A Bipartisan Effort to Gain Control and Disenfranchise Voters?
As reported on IVN this week, the Supreme Court will be considering two legal efforts to shut out voters from publicly-funded primaries: Ravalli County Republican Party v McCulloch and Democratic Party of Hawaii v Nago. McCulloch and Nago are the respective secretaries of state for their particular states, but the lawsuits might as well be called the Two Major Parties v The People.
Hawaii and Montana are by all means two very different states. Hawaii is basically a one-party state, where the Democratic party has control of all levels of government, from school boards to the Governor’s seat, while Montana is a ‘purple state’ or in thewords of the mayor of one of its municipalities, “a jelly doughnut, with the center being blue and the doughnut part being red,” referring to the Democratic urban centers and Republican rural outskirts. Democrats currently have control of the governor’s seat but Republicans have ample control the State Senate and Legislature.
But today, the two states have a common bond: the two major parties are making a power play, at the highest federal court level, to take control of the elections. They want to accomplish this by repealing the states’ open primary system, which allows voters to cast their ballot for whomever they like, regardless of their party registration.
In both lawsuits, the parties’ argument is essentially identical, and relies on precedent that recognized the political parties’ First Amendment right to not associate with voters who are not members of their party, obviously omitting the fact that those voters are in fact taxpayers who help fund ‘their’ elections.

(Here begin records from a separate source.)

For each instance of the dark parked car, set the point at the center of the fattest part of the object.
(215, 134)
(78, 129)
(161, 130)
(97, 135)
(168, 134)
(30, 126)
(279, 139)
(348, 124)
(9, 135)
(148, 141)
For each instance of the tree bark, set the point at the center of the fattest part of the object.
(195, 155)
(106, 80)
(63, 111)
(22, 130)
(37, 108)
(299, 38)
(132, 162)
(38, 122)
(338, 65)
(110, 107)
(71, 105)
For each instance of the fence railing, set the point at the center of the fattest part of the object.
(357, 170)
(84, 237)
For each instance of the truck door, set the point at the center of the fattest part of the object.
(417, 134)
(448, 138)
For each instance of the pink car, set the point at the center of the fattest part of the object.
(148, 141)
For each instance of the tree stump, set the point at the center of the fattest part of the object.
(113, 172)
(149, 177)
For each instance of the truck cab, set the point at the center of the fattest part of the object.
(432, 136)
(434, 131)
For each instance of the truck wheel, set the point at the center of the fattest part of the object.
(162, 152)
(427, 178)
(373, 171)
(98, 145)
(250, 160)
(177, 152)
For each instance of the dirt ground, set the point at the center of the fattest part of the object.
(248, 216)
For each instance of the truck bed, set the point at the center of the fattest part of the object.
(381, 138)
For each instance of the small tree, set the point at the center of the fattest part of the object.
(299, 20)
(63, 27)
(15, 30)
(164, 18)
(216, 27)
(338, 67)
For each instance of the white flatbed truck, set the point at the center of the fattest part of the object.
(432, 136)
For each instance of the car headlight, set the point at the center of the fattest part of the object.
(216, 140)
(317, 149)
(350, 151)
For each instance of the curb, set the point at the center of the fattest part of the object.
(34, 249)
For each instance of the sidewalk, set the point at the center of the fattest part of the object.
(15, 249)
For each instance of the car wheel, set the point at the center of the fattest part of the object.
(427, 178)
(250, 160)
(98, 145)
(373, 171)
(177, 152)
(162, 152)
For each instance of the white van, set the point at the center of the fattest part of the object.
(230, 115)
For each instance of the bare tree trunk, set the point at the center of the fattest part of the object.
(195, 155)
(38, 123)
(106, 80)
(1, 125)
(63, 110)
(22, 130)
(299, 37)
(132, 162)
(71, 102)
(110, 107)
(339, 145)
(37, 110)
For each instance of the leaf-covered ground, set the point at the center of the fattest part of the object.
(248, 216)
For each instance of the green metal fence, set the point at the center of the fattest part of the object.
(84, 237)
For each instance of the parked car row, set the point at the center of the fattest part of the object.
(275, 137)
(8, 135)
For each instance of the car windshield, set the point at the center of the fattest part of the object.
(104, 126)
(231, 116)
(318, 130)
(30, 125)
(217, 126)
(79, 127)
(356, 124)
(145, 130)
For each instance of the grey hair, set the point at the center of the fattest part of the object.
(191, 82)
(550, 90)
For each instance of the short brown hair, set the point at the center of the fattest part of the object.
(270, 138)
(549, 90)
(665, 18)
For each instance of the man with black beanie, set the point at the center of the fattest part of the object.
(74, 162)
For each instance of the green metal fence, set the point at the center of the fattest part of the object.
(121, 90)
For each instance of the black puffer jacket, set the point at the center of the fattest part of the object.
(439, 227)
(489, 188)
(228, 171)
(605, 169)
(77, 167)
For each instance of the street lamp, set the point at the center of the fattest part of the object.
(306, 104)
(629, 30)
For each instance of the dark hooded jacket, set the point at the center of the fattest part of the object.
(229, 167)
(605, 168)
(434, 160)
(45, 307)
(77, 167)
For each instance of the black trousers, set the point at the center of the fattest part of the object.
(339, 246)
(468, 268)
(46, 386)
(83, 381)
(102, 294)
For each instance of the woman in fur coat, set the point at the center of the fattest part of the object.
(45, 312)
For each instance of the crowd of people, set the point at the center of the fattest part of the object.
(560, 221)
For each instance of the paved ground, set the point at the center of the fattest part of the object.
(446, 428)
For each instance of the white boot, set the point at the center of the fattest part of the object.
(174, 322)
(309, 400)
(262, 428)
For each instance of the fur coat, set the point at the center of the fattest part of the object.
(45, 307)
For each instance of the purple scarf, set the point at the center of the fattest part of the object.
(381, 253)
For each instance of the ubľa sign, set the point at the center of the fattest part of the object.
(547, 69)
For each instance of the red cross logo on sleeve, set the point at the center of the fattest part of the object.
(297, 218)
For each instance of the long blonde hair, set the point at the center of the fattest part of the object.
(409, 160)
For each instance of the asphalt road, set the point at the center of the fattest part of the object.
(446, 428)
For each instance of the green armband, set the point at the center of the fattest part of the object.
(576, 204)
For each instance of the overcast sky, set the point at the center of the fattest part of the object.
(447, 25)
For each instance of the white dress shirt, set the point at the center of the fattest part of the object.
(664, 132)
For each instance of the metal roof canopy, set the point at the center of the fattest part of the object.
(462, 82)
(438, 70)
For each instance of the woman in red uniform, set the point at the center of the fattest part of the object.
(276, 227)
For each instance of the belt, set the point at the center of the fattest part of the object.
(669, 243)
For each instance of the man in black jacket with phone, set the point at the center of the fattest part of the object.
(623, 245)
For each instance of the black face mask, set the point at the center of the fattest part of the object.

In both cases the other party simply shrugged their shoulders and basically said “it’s their right to close their primary, we’re open though” with the Republican party of Hawaii taking it a bit further and basically accusing the Democratic party of trying to “protect the interests of their party bosses, machine politics, and their far left base.”
It’s hard to disagree with that statement, but why don’t they call their fellow Republicans in Montana and tell them the same thing?
But the most surprising aspect is the level of cooperation that can be found in the legal cert petitions in Hawaii and Montana where one quotes the other, and each party submitted to the Supreme Court, on the same day, December 21.
It seems we’ve finally found something on which the two parties can actually work together. A Bipartisan effort! Its mission: to consolidate electoral power in ‘their’ states, at the expense of democracy and the voters.